# 1st time meth user



## nothing-leaves-stock (Mar 1, 2005)

so, we never used it before. but want to use it on the track for cooling.

we built a R32 turbo for race course. we want to spray to cool intake temps/knock etc. mostly looking to use a light spray for cooling when we are on full boost on long starights.

i know we are a shop and we should know but i need info from people that have used it before. always better to ask before doing something stupid.

-what % mix should we use?
-what size nozzle should we use?

thanks guys:beer:


----------



## MasterNele03 (May 27, 2008)

nothing-leaves-stock said:


> so, we never used it before. but want to use it on the track for cooling.
> 
> we built a R32 turbo for race course. we want to spray to cool intake temps/knock etc. mostly looking to use a light spray for cooling when we are on full boost on long starights.
> 
> ...


The mix depends on what your shooting for. It seems like you more want the cooling effect not the higher octane boost. Honestly like the majority of people that run it on here 50/50 is the "best of both worlds". The water is what retains the heat and the alcohol is the octane bump so you can adjust your mix accordingly.
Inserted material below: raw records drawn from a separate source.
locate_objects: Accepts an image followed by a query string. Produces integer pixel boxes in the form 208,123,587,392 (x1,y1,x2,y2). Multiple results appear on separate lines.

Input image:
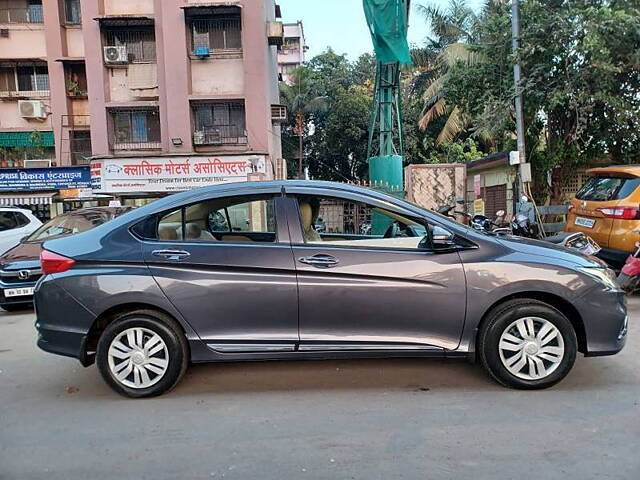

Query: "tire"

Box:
478,299,578,390
2,303,33,312
96,310,189,398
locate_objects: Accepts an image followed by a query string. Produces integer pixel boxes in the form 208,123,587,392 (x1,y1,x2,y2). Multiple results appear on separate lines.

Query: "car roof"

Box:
587,165,640,177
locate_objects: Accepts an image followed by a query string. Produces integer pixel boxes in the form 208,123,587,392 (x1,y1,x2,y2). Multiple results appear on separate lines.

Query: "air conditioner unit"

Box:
24,159,52,168
267,22,284,45
271,105,287,122
18,100,47,118
104,45,129,65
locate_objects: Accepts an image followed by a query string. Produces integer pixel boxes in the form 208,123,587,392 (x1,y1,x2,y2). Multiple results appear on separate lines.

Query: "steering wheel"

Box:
384,222,400,238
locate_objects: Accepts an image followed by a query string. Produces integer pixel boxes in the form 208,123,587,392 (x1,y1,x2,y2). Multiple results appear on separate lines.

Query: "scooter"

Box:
618,230,640,293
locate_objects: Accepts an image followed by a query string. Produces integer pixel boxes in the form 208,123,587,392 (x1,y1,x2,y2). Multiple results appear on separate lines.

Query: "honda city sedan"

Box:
35,181,627,397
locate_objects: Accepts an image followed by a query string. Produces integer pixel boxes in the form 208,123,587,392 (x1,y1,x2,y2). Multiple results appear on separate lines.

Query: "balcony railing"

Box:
0,5,44,23
193,125,247,146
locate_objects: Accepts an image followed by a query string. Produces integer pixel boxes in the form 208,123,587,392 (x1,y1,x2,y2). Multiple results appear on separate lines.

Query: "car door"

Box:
143,193,298,353
287,188,466,350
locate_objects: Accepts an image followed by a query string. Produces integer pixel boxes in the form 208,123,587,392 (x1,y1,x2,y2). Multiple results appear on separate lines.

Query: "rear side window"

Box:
576,177,640,202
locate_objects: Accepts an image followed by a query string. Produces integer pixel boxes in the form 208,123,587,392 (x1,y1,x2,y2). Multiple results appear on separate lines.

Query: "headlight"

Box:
579,267,620,291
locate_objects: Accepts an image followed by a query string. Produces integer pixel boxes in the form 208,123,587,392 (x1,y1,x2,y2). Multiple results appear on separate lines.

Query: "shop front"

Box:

Here's a link to a nozzle calculator on the Devil's Own forum on their webiste:

http://www.alcohol-injection.com/fo...lator/alcohol-nozzle-size-calculator-351.html

Any other questions I'll hover around and there's quite a few others here that know much more than I but that should help you. :thumbup:


----------



## Gtiupb2002 (Jun 4, 2007)

MasterNele03 said:


> The mix depends on what your shooting for. It seems like you more want the cooling effect not the higher octane boost. Honestly like the majority of people that run it on here 50/50 is the "best of both worlds". The water is what retains the heat and the alcohol is the octane bump so you can adjust your mix accordingly.
> 
> Here's a link to a nozzle calculator on the Devil's Own forum on their webiste:
> 
> ...


actually from my understanding meth also has cooling characteristics. 50/50 would probably be best maybe 40/60. place it before your iat (I'm sure you know this) that way you sensor will actually register the cooler temps.


----------



## NorthernGTI (Oct 26, 2005)

I dont see why you wouldn't want a higher octane in a race car. 50/50 mix would be the best for you. As far as nozzles, I dont see you needing a bigger one then the one that comes with any kit.


----------



## scott66 (Jul 5, 2003)

There is a ton of information out there on the internet that would answer most of all of your questions.

If you are looking to do this yourself and not with some kit, here is a decent website on "how to."

http://www.turbomirage.com/water.html


----------